We also found that inhibition of PKC-δ using Bisindolylmaleimide significantly increased glucose oxidation rates in hearts perfused in the absence of insulin (Fig. 3c, e). Interestingly, there was no further increase in glucose oxidation rates following insulin stimulation (Fig. 3c, e), suggesting that PKC-δ inhibition mimics the direct insulin stimulation of glucose oxidation. In support of these findings, inhibition of PKC-δ significantly limited fatty acid oxidation rates in the heart in the absence of insulin, with no further inhibitory effect in the presence of insulin (Fig. 3d, e). Inhibition of PKC-δ also caused a significant decrease in cardiac oxygen consumption by ~ 25% (Fig. 3f) and improved cardiac efficiency by ~ 25% (Fig. 3g).

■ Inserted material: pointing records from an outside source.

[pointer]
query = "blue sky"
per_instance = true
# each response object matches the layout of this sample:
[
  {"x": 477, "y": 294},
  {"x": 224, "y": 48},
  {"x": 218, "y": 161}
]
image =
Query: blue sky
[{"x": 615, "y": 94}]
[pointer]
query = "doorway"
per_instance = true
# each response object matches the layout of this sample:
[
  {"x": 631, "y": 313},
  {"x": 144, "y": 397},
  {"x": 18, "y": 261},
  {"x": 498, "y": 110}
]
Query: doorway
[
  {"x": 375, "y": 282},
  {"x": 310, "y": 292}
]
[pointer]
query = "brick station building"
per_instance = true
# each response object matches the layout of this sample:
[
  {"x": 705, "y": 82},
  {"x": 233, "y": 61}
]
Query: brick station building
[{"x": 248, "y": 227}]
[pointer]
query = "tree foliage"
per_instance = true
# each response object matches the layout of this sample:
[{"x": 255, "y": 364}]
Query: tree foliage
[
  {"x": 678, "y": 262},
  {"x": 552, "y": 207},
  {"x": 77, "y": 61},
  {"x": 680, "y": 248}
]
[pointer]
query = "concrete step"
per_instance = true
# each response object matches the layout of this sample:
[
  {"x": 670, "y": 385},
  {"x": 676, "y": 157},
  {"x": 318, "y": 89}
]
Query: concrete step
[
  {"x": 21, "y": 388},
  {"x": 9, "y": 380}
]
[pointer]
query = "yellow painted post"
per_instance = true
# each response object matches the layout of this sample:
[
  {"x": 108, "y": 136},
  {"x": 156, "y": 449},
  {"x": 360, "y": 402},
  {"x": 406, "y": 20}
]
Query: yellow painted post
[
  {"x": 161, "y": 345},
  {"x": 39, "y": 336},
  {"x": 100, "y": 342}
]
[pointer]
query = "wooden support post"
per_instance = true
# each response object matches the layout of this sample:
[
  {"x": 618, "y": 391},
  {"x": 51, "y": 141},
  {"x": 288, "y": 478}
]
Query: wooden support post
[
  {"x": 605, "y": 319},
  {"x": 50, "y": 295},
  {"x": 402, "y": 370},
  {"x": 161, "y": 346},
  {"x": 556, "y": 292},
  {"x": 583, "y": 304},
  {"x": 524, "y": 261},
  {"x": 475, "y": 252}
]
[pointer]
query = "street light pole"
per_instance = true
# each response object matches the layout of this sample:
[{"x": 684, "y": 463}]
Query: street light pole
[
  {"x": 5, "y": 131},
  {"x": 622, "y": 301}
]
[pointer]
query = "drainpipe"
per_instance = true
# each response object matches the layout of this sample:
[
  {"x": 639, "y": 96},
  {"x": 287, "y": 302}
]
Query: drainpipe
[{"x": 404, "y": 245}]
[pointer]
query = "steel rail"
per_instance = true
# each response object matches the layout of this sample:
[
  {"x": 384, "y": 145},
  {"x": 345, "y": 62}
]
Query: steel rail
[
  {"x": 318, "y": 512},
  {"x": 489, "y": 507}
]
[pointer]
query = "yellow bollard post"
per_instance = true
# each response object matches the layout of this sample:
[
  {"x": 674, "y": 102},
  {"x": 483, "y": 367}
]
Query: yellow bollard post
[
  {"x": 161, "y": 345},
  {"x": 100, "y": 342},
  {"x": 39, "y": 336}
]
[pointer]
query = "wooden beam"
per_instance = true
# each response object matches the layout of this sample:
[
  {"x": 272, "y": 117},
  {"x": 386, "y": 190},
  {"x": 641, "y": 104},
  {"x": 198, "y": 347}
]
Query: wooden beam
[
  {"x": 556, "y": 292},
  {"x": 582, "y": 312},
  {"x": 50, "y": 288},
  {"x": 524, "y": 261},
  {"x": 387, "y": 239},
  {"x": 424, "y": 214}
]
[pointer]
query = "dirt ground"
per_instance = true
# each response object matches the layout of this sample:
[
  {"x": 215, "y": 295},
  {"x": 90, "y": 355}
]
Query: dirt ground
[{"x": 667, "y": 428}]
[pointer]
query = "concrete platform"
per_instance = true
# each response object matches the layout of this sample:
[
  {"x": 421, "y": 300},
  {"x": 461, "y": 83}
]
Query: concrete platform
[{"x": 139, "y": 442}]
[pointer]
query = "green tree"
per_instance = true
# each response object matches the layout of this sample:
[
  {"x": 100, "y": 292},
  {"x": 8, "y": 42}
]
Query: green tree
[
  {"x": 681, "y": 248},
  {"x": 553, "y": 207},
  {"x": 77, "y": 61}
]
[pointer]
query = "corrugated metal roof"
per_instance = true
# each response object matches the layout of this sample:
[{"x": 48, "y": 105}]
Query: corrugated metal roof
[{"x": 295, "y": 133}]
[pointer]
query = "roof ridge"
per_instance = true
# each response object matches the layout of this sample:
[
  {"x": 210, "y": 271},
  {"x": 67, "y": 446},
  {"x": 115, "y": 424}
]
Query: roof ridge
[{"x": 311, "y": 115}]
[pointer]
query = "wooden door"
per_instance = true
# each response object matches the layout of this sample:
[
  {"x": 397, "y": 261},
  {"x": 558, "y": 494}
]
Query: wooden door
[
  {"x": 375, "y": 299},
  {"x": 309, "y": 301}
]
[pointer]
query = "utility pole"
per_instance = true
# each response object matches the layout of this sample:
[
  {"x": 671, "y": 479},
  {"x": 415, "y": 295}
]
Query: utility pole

We also found that inhibition of GSK-3β with 3F8 did not have a significant effect on either the basal or insulin-stimulated glucose oxidation rates (Fig. 3c, e). Furthermore, GSK-3β inhibition did not cause a significant change in cardiac fatty acid oxidation rates (Fig. 3d, e). Consistent with that, we also did not observe any significant effect of GSK-3β inhibition on either cardiac oxygen consumption rates or cardiac efficiency (Fig. 3f, g). Unlike Akt and PKC-δ, these findings suggest that mitochondrial translocation of GSK-3β following insulin stimulation does not play an important role in mediating the direct insulin stimulation of cardiac glucose oxidation.
Activation of mitochondrial Akt is a prerequisite to mediate direct insulin stimulation of glucose oxidation
We next asked the question whether the observed alterations in mitochondrial glucose and fatty acid oxidation rates with the pharmacological inhibitors are due to modulating the activity of mitochondrial of Akt, PKC-δ or GSK-3β. We found that none of the pharmacological inhibitors had any significant effect on either GLUT1 or GLUT4 expression (Fig. 4a–c). We also found that the inhibition of insulin stimulation of glucose oxidation with Akt inhibitors was associated with abrogation of the phosphorylation of mitochondrial Akt Ser473 (Fig. 4d). This abrogation of mitochondrial Akt was also accompanied by inhibition of the insulin-induced activation of the PDH complex (Fig. 4g), confirming that insulin-induced phosphorylation of mitochondrial Akt is a prerequisite in mediating the direct insulin stimulation of the PDH complex and cardiac glucose oxidation.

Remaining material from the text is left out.